Given the following data set:
| active | tag |
| true | lego |
| true | cats |
| false | dogs |
When working in MySQL you can order by field values using:
SELECT * FROM entries
WHERE active = true
ORDER BY FIELD(tag, 'lego', 'cats', 'dogs');
In PostgreSQL you can do that with:
SELECT * FROM entries
ORDER BY
CASE
WHEN tag='lego' THEN 1
WHEN tag='cats' THEN 2
WHEN tag='dogs' THEN 3
ELSE 0
END,name;
TL;DR in mongo 2.6.4 you can simulate that using aggregate
like so: db.entries.aggregate( [ { $project: { 'content': '$content', 'lego': { $eq: [ 'lego', '$tag' ] } } }, { $sort: { 'lego': -1 } } ] )
.
The application I am currently working on is running on mongo 2.6.4 and needs to assign higher priority to entries with specific tags.

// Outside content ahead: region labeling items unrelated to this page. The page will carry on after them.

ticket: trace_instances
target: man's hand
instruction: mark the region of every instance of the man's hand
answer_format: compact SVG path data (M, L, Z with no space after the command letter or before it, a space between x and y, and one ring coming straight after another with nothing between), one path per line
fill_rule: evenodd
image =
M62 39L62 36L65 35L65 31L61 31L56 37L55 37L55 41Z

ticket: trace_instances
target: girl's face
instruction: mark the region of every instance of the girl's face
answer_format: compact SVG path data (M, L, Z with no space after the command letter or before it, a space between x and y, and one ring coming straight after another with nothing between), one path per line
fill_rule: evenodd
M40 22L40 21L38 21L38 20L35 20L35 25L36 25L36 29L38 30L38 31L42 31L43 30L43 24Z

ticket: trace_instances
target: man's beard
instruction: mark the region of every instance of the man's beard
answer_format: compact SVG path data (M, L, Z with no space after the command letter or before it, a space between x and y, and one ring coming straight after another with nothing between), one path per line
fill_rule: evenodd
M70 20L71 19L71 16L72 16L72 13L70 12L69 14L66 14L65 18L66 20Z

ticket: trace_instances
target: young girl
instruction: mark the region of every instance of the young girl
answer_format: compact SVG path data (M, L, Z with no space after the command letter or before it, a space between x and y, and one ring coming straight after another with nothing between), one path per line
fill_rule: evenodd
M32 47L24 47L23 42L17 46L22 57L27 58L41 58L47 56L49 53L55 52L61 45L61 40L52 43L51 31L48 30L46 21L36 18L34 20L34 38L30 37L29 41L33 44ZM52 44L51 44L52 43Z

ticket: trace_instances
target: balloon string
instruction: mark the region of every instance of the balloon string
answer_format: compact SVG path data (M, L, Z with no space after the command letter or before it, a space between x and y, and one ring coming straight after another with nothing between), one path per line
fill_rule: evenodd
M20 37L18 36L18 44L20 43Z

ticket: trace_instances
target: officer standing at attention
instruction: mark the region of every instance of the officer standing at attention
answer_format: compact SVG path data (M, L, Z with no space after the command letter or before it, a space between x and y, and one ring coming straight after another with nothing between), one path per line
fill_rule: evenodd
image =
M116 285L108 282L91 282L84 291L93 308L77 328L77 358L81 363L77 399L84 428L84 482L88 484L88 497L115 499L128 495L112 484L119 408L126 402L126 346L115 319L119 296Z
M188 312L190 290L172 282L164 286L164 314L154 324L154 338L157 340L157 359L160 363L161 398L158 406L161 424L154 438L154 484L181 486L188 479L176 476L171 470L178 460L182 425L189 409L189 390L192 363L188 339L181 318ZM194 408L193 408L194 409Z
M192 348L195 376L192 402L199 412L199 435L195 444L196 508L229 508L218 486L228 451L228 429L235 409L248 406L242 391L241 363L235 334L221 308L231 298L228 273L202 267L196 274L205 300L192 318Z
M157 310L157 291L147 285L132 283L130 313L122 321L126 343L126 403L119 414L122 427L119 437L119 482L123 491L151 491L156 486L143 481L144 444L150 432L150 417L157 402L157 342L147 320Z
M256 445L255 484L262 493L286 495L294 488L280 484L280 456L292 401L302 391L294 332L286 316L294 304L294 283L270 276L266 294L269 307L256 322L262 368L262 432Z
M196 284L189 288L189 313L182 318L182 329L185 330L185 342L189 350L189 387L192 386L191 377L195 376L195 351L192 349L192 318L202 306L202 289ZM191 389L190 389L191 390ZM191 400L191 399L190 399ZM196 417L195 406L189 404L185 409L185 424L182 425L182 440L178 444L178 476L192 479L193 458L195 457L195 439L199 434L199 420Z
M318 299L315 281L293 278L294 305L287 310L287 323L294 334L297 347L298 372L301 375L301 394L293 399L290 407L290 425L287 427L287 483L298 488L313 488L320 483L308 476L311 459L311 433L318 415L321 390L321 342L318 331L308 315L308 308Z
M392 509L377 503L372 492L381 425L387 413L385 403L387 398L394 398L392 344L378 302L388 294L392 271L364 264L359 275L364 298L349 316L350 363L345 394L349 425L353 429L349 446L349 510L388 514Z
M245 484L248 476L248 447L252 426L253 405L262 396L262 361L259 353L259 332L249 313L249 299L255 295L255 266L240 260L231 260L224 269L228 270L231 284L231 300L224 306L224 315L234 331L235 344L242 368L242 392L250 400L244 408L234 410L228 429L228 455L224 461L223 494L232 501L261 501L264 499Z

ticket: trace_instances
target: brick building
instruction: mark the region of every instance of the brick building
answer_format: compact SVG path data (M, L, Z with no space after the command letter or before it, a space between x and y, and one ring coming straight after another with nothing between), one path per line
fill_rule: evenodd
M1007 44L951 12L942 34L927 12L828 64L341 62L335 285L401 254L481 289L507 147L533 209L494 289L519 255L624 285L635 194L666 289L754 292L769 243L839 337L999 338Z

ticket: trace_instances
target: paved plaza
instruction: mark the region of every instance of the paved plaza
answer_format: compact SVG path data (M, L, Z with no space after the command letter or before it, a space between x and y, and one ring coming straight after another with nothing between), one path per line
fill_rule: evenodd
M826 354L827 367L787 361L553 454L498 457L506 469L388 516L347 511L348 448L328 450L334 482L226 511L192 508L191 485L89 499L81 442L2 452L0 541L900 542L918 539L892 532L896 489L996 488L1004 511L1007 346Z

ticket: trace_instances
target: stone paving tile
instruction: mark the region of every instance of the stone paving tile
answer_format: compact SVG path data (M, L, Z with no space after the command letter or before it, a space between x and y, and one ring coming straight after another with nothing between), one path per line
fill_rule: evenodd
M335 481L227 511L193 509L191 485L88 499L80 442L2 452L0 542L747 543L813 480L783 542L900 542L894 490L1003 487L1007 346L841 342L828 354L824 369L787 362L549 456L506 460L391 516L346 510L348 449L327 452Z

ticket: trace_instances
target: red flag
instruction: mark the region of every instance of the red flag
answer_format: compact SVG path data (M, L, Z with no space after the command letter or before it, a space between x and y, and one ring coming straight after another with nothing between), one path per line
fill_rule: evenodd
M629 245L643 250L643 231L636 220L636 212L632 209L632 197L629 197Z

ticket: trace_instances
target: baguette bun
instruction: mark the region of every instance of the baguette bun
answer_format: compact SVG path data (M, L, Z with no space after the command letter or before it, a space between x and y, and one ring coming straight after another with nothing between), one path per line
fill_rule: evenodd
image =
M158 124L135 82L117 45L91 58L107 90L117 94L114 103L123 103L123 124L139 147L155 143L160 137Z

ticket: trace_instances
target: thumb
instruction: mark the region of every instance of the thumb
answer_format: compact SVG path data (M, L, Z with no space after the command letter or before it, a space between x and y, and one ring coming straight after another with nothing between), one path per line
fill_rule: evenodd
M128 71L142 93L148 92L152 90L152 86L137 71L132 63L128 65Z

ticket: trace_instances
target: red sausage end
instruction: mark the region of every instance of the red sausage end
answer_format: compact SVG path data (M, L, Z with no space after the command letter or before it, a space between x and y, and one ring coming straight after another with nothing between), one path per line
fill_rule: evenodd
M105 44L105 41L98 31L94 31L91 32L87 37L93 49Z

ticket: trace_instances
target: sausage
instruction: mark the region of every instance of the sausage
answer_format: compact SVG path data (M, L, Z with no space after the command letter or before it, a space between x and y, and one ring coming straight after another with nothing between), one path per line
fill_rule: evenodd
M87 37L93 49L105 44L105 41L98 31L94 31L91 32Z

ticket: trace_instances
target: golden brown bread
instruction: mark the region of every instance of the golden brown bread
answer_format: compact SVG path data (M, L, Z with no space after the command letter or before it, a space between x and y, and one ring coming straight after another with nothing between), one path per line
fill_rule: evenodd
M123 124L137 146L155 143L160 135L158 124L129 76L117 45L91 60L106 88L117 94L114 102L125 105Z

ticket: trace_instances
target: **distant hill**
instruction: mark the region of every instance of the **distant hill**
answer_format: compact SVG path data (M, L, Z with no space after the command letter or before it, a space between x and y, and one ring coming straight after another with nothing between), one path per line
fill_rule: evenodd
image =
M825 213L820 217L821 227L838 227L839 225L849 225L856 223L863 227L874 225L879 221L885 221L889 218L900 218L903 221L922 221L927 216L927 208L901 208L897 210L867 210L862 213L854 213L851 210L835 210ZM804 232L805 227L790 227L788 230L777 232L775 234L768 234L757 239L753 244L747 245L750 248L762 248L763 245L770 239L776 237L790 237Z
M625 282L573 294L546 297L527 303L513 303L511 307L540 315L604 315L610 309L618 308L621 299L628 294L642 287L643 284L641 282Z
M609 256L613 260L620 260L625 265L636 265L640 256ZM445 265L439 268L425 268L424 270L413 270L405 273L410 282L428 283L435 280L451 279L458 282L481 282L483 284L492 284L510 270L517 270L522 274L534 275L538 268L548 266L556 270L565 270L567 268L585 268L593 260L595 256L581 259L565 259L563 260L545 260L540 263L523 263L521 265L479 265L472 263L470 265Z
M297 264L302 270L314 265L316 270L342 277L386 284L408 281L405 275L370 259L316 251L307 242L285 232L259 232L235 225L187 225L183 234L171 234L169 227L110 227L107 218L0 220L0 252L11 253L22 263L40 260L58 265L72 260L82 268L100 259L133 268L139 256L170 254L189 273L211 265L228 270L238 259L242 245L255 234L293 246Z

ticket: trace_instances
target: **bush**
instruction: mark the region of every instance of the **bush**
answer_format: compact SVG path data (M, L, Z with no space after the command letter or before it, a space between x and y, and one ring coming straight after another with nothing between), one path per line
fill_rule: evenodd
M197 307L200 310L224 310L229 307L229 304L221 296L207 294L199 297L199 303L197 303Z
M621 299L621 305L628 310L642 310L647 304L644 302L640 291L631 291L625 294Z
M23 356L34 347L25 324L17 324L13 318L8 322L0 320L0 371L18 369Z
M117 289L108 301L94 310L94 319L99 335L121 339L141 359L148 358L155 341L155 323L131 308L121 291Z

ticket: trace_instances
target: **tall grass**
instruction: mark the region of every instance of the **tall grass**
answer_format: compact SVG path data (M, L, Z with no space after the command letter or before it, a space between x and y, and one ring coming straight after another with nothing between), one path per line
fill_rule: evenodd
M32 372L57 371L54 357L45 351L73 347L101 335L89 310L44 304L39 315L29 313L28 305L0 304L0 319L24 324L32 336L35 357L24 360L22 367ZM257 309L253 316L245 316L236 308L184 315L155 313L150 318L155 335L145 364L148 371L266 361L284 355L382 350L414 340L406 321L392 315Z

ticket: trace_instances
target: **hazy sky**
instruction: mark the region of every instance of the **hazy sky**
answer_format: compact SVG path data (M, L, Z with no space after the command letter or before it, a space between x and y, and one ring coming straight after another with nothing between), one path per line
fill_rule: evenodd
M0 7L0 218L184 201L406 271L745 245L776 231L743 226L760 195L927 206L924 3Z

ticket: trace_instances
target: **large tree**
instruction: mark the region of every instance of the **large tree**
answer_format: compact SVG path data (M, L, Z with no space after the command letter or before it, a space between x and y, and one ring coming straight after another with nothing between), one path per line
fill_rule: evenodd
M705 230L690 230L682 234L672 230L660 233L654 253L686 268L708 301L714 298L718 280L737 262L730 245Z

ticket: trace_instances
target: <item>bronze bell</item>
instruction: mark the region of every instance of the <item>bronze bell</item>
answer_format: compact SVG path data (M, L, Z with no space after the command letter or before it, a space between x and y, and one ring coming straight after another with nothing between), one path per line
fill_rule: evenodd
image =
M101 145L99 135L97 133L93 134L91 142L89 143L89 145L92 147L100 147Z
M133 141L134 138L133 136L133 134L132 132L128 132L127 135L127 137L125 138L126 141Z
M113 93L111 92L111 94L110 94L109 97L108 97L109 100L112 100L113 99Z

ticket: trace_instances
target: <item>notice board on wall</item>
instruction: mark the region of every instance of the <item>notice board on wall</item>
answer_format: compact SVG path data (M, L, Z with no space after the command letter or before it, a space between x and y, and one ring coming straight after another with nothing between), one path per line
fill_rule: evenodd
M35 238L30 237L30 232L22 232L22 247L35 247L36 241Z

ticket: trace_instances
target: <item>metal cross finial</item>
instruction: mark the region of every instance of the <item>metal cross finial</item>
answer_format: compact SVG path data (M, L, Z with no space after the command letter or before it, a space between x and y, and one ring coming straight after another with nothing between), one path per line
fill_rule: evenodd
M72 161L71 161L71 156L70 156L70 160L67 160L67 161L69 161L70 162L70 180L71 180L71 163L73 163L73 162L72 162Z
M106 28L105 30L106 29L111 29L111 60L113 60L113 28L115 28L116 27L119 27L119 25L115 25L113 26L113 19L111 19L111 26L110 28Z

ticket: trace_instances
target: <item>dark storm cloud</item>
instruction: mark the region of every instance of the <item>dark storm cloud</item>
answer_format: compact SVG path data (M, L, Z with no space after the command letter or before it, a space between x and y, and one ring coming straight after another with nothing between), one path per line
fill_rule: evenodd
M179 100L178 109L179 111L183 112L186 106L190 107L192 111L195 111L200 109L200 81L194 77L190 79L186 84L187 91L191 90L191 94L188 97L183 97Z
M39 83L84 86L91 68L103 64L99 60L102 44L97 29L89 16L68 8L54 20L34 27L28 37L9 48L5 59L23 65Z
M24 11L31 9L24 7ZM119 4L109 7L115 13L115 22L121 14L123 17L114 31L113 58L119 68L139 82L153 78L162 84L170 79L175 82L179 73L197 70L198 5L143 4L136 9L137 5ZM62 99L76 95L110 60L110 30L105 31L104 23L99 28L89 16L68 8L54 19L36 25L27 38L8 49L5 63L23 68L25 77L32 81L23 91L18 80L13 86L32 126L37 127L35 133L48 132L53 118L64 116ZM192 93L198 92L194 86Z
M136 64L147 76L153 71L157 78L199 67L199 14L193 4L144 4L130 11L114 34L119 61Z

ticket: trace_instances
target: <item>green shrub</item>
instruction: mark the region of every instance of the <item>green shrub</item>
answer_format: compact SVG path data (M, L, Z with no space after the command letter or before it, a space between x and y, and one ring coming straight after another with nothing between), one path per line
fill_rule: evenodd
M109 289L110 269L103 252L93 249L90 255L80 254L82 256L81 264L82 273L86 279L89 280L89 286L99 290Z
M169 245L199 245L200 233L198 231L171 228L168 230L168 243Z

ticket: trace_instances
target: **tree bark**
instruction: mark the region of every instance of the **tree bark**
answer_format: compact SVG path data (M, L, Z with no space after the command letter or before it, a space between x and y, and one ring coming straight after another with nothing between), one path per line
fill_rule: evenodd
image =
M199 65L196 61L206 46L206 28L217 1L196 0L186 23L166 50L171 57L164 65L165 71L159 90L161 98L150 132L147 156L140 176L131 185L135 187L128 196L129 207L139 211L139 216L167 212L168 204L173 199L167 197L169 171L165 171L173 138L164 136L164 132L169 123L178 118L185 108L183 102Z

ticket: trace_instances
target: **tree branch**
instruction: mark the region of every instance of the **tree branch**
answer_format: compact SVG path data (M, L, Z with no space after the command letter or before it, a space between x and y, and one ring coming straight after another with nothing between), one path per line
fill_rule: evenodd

Mongo’s sort doesn’t allow that by default. I could not find an answer, somebody on Stackoverflow replied with a workaround saying it was impossible. Challenge accepted.
Introducing the aggregate framework
Default sorting won’t do it so we’ll need a bit of ingenuity to do this (yes it is possible).
We will leverage mongo’s aggregation framework.
Aggregations operations process data records and return computed results. Like queries, aggregation operations in MongoDB use collections of documents as an input and return results in the form of one or more documents.
– http://docs.mongodb.org/manual/aggregation/
there are diverse tools in the aggregate framework, the one you’re likely to have heard of is map reduce, the one we’ll use is called pipeline
The aggregation pipeline is a framework for performing aggregation tasks, modeled on the concept of data processing pipelines. Using this framework, MongoDB passes the documents of a single collection through a pipeline. The pipeline transforms the documents into aggregated results, and is accessed through the aggregate database command.
First we call the aggregate
function with $project
.
> db.entries.aggregate( [
{ $project: {
'content': '$content',
'lego': { $eq: [ 'lego', '$tag' ] }
}
},
{ $sort: { 'lego': -1 } }
] )
What is project doing:
Passes along the documents with only the specified fields to the next stage in the pipeline. The specified fields can be existing fields from the input documents or newly computed fields.
those newly computed fields is what we use in SQL to handle the sorting and we will mimick that in mongo.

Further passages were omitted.